Cogía ese metro a menudo. “¿Y si algo del bolsillo se me ha caído aquí algún otro día?”, sin embargo, me pinché el pulgar con algo del derecho. Salió una gota de sangre. Y otra. Notaba el forro del bolsillo húmedo y caliente, sin connotaciones guarras ni nada de eso. Saqué la mano corriendo y un chorro fino de sangre manchó el cristal del vagón, como en una peli de Tarantino, que no me gustaba, pero algo he tenido que ver alguna vez (inserto un “gracias” irónico aquí). La gente cuyas caras me sonaban se escandalizaron, y la sangre seguía salpicando, y la gente de las caras se manchaba, y veía esa mirada familiar de entre pena y preocupación, la conocía tan bien, era la de todas las mañanas desde entonces en el espejo. Y la sangre no paraba y alguien tiró del freno, de momento no del de la vida. Y el tren paró en mitad de un túnel, pero no el que tenía pensado seguir. Me caí al suelo, estaba perdiendo mucha sangre y la gente gritaba. Realmente no fue tan vertiginoso como lo estoy contando porque solo era un chorro muy fino, pero vaya potencia. “Ya está, es el final”, pensaba. La gente llena de sangre no se ponía a follar como en el vídeo de pereza, sino que se preocupaban (parecía).

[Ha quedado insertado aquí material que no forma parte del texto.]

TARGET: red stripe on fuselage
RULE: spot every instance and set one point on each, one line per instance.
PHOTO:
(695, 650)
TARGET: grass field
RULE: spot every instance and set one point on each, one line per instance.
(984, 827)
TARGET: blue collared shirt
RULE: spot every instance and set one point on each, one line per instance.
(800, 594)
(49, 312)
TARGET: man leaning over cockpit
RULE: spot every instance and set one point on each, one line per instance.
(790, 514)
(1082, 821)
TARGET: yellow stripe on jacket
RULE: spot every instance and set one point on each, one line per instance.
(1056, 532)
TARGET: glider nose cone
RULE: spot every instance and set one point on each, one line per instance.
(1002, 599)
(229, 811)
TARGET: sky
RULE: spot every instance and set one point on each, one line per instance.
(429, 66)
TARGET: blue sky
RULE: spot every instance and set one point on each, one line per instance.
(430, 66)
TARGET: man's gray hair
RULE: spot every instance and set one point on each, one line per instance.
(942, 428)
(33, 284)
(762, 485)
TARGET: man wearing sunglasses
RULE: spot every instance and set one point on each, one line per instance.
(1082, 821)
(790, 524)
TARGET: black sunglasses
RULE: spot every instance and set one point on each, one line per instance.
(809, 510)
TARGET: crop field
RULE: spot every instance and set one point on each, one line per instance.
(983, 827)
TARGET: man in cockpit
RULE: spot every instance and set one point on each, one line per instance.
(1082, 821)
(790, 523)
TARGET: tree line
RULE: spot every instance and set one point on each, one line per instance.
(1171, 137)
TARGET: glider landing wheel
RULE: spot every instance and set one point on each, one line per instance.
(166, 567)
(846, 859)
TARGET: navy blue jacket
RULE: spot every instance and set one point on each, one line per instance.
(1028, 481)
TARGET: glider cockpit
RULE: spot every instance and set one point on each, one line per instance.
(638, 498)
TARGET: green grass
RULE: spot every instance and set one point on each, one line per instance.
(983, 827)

–¿Y quién ha dado al freno? ¡Llego tarde al trabajo! –gritó alguien.
–¡Gracias, hijo de puta! –solté entre mis posibles últimos estertores.
–¿Pero con qué se ha pinchado para sangrar así? Mira a ver el bolsillo con cuidado –dijo una mujer común de mediana edad.
–A ver... en el izquierdo hay un agujero, así que no hay nada...
–Es el derecho, imbécil –dije apuntándole un chorro de sangre a la cara.
–¡Ah!, pues... otro agujero, qué raro.
–Raro no, joder, ya has visto cuánto te mata el vacío.
Pero en fin, sobreviví, tal vez lo exageré un poco. Sabía que no era el final porque aún no había contestado a la pregunta que me hacía todas las mañanas desde entonces: “¿Por qué no nos morimos juntos?”, pero sin romantizar el suicidio ni nada de eso, más bien después de mucho tiempo, o sea, bueno, creo que se entiende... y yo ni quería escribir hoy, pero María lo estaba intentando y he tirado de escritura automática. Yo he empezado a escribir serio, y bonito, y he acabo con un dedo sangrando a lo bestia y hablando sobre lo de siempre. Como todos los días desde entonces, supongo.